Por Bolívar Landi
O Quarto de Jack (Room). Canadá/Irlanda.2015.
Algumas obras parecem ganhar vida própria e chegam a superar as intenções do artista, produzindo sentidos nem mesmo imaginados por seus criadores. Geralmente, quando isto ocorre, temos como resultado pequenas obras-primas. “O Quarto de Jack” pode enquadrar-se neste perfil. A situação apresentada pelo filme surge apenas como um pretexto para que se exponha todo um universo de percepções e sentimentos que permeiam o espírito dos homens. Ele assume, assim, uma linguagem metafórica, tornando-se uma peça em aberto cujo sentido não cabe mais nos limites de uma tela ou nas quatro paredes que conferem título à película. Ela alcançará uma linguagem universal que falará de uma forma íntima e evocará questionamentos e respostas particulares em cada espectador.

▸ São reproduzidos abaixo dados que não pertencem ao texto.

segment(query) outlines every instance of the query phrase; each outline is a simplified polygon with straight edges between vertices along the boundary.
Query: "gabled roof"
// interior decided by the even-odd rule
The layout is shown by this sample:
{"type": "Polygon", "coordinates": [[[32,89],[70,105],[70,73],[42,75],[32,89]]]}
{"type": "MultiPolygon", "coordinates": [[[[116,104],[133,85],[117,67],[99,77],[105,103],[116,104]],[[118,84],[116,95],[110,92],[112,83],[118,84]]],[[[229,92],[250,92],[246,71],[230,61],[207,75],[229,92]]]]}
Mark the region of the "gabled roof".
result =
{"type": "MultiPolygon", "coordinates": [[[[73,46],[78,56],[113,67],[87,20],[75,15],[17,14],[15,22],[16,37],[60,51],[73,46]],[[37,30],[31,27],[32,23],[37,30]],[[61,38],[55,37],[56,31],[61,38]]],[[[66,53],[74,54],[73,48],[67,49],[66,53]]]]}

A produção começa de forma despretensiosa e, em pouco tempo, assume um clima claustrofóbico e sufocante que vai fluindo até que cada peça do quebra-cabeças venha a se encaixar lentamente. Tudo é feito com grande elegância na condução das câmeras e no enquadramento de cada mínimo objeto disposto em cena. Aos poucos, envolvemo-nos em uma intrigante trama até termos a dimensão do horror a que seus personagens estão submetidos. Contar um pouco da história certamente irá comprometer o caráter surpreendente do roteiro e os completamente desavisados irão aproveitar bem mais as nuances que o filme tem a oferecer. Os que já conhecem a sinopse da trama, contudo, podem seguir a leitura deste texto sem maiores problemas.
Brie Larson, vencedora do Oscar de melhor atriz por seu desempenho neste filme, interpreta uma jovem sequestrada aos 17 anos e vive, há sete, confinada em um minúsculo cativeiro que divide com seu filho de 5 anos. O garoto, representado por Jacob Tremblay, traz as mais tocantes cenas do filme. O exíguo quarto é o único mundo que ele conhece e, através do seu olhar, somos convidados a considerar que as limitações do espaço e das circunstâncias não são suficientes para eliminar a magia e beleza de cada coisa. Isto não serve, contudo, de artifício para apresentar uma visão romanceada dos acontecimentos. A realidade é mostrada em toda a sua crueza e complexidade, demonstrando que não há soluções simples para casos assim e marcas profundas estarão sempre expostas na vida dos personagens.
A obra é baseada no romance homônimo, lançado em 2010, pela irlandesa Emma Donoghue, também responsável pela adaptação do roteiro para o cinema e, embora este não seja fundamentado em fatos reais, inspira-se em casos similares amplamente noticiados pela mídia. Lenny Abrahamson, compatriota da escritora, realiza uma direção segura e consegue fazer um filme muito eficiente com um custo relativamente baixo para os padrões atuais da indústria cinematográfica. Tanto a autora quanto a direção receberam a indicação para o Oscar em 2016 e a produção concorreu à categoria principal de melhor filme.
A película traz questões caras ao nosso tempo como o isolamento, a construção de laços afetivos, o sentimento de inadequação, a busca pela essência e, em algum ponto, acabamos por nos identificar com os seus personagens. Enfim, deparamo-nos com sentimentos à flor da pele em uma das obras mais contundentes dos últimos anos.
Bolívar Landi é formado em Comunicação Social e História, permanentemente encantado com a capacidade do cinema de reunir em um só espaço múltiplas linguagens e expor confidencialmente as minúcias da alma humana.
O que dizer após a leitura desse texto? Morrendo de vontade de ver o filme! Obrigado, Bolívar!
Encantado com esse texto primo, ansioso para assistir essa película. Parabéns e tudo de bom.